Dans ces conditions, la réclusion dans une clôture librement consentie représente le modus vivendi pour pouvoir préserver l’inspiration créatrice : ce lieu devient ainsi, d’une certaine manière, un espace sacré.

« […] Une part de sacré, un appel à la transcendance. L’art sacré compte beaucoup pour moi, même si je n’ai composé aucune œuvre strictement religieuse », avouera-t-il à Emmanuelle Giuliani dans une interview dans La Croix datée de décembre 2010.

« […] Si j’évoque souvent la fascination qu’exerce sur moi la nature, on pensera à une sorte de panthéisme. Cependant, il semble que cette aspiration vers le sacré s’est affirmée peu à peu au fil des années. Le choix de certains titres, ou sous-titres, de mes œuvres n’est-il pas déjà une indication ? Timbres, Espace, Mouvement ou la Nuit étoilée, Constellations, Litanies, Miroir d’Espace, Temps Suspendu… se référent, il est vrai, au domaine cosmique et, en ce sens, sommes-nous si loin du sacré ? »

Le territoire consacré par le compositeur à son artisanat ne peut être borné par des certitudes tranchées, dogmatiques. Il doit, pour laisser affleurer « tout un monde lointain », laisser place à l’interstice, au pointillé.

Et, quand on lui demande quelle œuvre de lui il conserverait dans son panthéon, il n’est pas étonnant de l’entendre répondre : « C’est Tout un monde lointain que je sauverais… peut-être. Pour quelle raison ? Je ne sais pas. Cette œuvre est liée à une part de ma vie. C’est aussi la forme, l’élan général, l’impulsion, le climat. J’y reste attaché parce qu’elle m’a envoûté longtemps. Même après, ce qui est très rare, parce que je pense toujours à l’œuvre suivante. J’avais eu beaucoup de mal à m’en détacher […] Mais ce n’est pas ça, je ne sais pas, c’est lié à toutes sortes de choses. Mais… je crois… c’est une pièce qui a aussi beaucoup de pouvoir sur le public, bien qu’elle se termine une fois encore « à la manière d’un enfant qui se pend pour une grande personne », puisqu’elle ne se termine pas. Elle reste en pointillé… ».

Comme pour de nombreuses initiations spirituelles, la clôture, chez Henri Dutilleux, est le préalable libérateur des énergies créatrices. Elle relève d’une cosmologie spirituelle : « Le Cosmos et la Religion sont très liés pour moi » (Henri Dutilleux, à propos de son œuvre Correspondances, 2003).
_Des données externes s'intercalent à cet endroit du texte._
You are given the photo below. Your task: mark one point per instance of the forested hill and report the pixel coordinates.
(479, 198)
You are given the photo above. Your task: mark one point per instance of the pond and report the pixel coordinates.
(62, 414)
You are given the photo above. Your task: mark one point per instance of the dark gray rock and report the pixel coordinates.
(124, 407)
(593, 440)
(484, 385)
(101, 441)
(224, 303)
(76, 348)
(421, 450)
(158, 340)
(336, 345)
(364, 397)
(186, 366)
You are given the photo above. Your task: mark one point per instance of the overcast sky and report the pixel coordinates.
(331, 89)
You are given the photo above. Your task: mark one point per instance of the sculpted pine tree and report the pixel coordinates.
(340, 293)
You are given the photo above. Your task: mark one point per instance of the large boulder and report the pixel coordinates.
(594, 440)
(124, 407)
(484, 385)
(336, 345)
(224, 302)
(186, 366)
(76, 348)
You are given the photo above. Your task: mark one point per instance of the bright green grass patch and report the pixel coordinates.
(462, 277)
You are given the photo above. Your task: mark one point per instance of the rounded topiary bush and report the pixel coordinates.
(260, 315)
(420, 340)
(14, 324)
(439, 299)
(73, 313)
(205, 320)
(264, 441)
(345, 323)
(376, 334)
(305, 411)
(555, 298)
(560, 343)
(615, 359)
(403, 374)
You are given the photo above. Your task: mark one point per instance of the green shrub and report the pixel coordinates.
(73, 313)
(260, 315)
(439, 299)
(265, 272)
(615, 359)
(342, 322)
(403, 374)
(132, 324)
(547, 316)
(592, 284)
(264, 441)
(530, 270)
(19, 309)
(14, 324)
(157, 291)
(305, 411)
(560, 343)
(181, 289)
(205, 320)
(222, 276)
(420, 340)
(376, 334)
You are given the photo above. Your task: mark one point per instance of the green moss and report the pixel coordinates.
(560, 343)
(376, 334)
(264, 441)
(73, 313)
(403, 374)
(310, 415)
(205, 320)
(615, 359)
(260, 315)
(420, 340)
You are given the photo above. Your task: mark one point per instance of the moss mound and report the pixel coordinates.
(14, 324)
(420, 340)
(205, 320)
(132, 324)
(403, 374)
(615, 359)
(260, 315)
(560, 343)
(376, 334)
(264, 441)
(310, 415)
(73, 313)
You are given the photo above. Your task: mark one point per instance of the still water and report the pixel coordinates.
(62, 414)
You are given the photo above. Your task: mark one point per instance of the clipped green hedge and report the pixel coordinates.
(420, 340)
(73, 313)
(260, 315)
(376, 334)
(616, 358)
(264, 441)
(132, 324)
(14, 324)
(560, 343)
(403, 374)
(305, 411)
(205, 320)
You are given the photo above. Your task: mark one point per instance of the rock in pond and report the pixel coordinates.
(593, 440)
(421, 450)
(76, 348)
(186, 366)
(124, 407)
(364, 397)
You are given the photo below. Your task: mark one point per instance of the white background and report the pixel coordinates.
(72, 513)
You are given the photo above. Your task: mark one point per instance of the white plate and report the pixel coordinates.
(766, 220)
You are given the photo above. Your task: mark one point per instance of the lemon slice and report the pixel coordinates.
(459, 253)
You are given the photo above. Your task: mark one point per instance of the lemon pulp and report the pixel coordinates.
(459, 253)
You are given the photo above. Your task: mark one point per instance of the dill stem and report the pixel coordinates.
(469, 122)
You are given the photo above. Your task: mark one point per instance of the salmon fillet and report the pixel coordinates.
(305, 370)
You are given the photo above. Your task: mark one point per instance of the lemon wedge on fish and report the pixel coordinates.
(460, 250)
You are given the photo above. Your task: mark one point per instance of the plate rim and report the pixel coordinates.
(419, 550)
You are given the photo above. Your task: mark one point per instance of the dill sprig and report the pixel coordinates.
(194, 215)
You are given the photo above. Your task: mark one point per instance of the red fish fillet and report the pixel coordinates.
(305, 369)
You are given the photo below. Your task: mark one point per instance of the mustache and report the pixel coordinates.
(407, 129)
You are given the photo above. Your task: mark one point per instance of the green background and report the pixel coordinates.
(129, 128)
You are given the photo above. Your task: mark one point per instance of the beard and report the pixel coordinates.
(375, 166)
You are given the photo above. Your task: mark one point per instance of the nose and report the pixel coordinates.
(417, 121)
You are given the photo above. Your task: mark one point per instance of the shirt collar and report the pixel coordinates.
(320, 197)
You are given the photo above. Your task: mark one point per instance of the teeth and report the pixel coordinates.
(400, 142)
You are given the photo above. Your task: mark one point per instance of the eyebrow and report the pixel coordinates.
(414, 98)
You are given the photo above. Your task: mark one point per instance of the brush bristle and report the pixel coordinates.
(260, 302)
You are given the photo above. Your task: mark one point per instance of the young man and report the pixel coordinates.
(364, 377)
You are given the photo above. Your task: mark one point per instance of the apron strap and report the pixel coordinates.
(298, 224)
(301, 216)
Elle permet aussi, sous certaines conditions, de prendre une distance apaisée avec la contrainte du temps : « Notre travail, dit-il dans l’entretien avec Bruno Serrou, particulièrement le travail d’élaboration lorsque l’on écrit une œuvre pour orchestre, c’est un travail artisanal complètement décalé par rapport au rythme de la vie de notre époque qui nous oblige à aller toujours plus vite, à tout terminer tout de suite. Et moi je tiens à avoir le temps d’écrire, je trouve que c’est irremplaçable. Il faut savoir prendre le temps ».

Elle appelle une forme d’ascèse, n’ayant plus d’autre objet que de faire émerger le substrat imaginaire, mais aussi d’enfance, d’émerveillement, de droit au tâtonnement et au doute : l’artiste peut alors tenter d’accueillir sur l’espace de sa feuille encore blanche les premiers frémissements du « mystère de l’instant ».

Imprégnation, mystère : La Sage, dans sa toponymie, par sa signification sublimée de sagesse, devint ainsi clôture féconde pour celui qui avait fait sienne cette pensée chinoise :

« Si ce que tu as à dire n’est pas plus beau que le silence, alors tais-toi ».